If commands suddenly stop, and there is no exception, chances are the box ran out of memory and killed everything. In this case - usually - a handful of accounts will have been affected. You can now jump to the next step.

A dead give away for this "Out of memory" scenario if you know a command isnt running but the running flag is True. You can clarify this 1 of 2 ways, either checking the DB to see if anything is running, or dialing into the control ec2, and checking htop. Read here for more information.

Re-run Commands

Once you have found the command that failed, check update_agg_pct_batch and find the command block it was in. Next step is to log into the control ec2, and then creating a screen to run your command behind. This is important as it means if there's a network issue and we lose connection to the box, it will keep running.

The main screen commands to use are:

  • screen -ls this will list all screens. Where (Detached) is mentioned this means they are probably not in use.
  • screen -S {name} this will create a new screen with that name.
  • screen -r {name} will reconnect to a named screen.
  • screen -d -r {name} will detach who ever is currently on the named screen, then allow you to reconnect to it.

Once you are into a screen you can navigate to the django manage folder:

cd /srv/attrib-backend/backend

Then you can simply run the cron command :

sudo python3 manage.py update_agg_pct_batch

Please see command file for other arguments that can be passed in.
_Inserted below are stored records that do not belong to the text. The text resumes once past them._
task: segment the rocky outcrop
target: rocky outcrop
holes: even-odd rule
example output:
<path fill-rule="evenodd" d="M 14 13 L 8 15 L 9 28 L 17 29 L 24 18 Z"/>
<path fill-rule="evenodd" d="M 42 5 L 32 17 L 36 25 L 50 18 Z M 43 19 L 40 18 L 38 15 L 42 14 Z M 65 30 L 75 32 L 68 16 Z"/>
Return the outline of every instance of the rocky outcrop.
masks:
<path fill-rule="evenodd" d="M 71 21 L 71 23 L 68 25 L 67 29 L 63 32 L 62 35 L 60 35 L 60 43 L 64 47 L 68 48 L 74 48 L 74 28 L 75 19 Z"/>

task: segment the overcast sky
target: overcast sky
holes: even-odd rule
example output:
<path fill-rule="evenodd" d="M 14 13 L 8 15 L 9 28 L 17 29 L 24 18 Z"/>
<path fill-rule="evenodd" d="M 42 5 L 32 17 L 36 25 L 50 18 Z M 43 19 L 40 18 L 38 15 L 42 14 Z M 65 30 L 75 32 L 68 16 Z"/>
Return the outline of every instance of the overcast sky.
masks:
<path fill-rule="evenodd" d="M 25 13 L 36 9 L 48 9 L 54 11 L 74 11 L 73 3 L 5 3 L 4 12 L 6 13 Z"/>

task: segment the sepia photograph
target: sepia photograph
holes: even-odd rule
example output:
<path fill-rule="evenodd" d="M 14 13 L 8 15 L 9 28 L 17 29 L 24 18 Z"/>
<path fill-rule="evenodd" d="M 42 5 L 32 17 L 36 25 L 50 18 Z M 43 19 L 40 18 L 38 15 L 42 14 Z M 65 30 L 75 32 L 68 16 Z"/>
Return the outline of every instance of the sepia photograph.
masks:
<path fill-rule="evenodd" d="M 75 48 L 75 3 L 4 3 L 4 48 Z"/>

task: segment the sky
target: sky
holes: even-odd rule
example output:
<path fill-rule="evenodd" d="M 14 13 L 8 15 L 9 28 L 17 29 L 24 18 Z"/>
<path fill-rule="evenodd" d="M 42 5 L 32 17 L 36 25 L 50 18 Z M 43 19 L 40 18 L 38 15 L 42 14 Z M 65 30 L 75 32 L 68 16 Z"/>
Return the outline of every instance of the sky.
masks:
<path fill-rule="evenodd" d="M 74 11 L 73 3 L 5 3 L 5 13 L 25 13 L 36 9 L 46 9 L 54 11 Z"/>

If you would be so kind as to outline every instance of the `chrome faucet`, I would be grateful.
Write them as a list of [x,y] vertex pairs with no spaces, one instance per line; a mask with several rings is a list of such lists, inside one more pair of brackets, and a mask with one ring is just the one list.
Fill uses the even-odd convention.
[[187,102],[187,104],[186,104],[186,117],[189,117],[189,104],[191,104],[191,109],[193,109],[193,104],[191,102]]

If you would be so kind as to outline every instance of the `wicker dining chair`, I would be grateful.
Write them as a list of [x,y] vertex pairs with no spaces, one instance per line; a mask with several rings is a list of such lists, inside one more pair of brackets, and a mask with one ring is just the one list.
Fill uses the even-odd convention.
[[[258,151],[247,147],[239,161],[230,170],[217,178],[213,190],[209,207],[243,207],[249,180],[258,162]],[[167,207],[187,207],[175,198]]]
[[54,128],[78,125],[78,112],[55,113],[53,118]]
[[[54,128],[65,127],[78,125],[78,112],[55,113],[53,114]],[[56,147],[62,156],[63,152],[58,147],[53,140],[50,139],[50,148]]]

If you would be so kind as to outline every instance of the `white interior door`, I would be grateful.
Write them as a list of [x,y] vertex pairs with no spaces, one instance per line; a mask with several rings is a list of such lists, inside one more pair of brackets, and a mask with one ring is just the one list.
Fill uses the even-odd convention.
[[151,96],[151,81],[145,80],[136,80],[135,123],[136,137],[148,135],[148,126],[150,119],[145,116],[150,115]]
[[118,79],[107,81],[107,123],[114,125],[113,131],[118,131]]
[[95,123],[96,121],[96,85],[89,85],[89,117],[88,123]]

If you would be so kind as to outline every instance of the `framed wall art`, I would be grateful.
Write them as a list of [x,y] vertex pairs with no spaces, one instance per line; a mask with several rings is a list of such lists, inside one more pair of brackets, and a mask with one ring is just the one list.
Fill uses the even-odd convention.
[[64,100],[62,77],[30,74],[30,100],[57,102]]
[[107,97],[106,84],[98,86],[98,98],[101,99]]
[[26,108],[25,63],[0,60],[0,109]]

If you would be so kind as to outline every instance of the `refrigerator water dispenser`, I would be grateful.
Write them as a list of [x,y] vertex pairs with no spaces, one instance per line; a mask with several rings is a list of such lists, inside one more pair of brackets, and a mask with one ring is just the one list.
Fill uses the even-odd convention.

Parameter Description Default Example
account_token An account token found in the DB all --account_token="c-a-client-uk"
account_list A comma separated list of account tokens (no space). none --account_list="c-a-client-uk,c-a-client-de,c-a-client-fr"
startdate The date to start running the command from. Must be in YYYY-MM-DD HH:MM:SS format. yesterday 00:00:00 --startdate="2021-06-01 00:00:00"
enddate The date to stop running the command at. Must be in YYYY-MM-DD HH:MM:SS format yesterday 23:59:59 --enddate="2021-06-01 23:59:59"
date_list A comma seperated list of dates to run for. Must be in YYYY-MM-DD format. *Note, this can be a quicker way to run a single day in the past. none --date_list="2021-06-01, 2021-06-10"
parallel Force the commands to run in parallel not serially. none --parallel
daily Force the commands to run daily not the whole time period specified. none --daily
ignore_post_pre This will ignore the pre and post block of commands False --ignore_post_pre

sudo python3 manage.py update_agg_pct_batch --startdate="2021-06-01 00:00:00" --enddate="2021-06-03 00:00:00" --account_list="client1,client2" --parallel --daily

Note

Only pass ignore_post_pre if you know the cron was successful for pre command block. This is usually the case, but it is important this DID run before you try again.

Htop

Htop is a terminal version of window's Task Manager. Once you've opened it press F4 (Filter) and type "manage.py" or "python" - this will filter all the noise down to just our commands.
Press F5 to toggle "tree view". This can sometimes help to see which commands are children of another.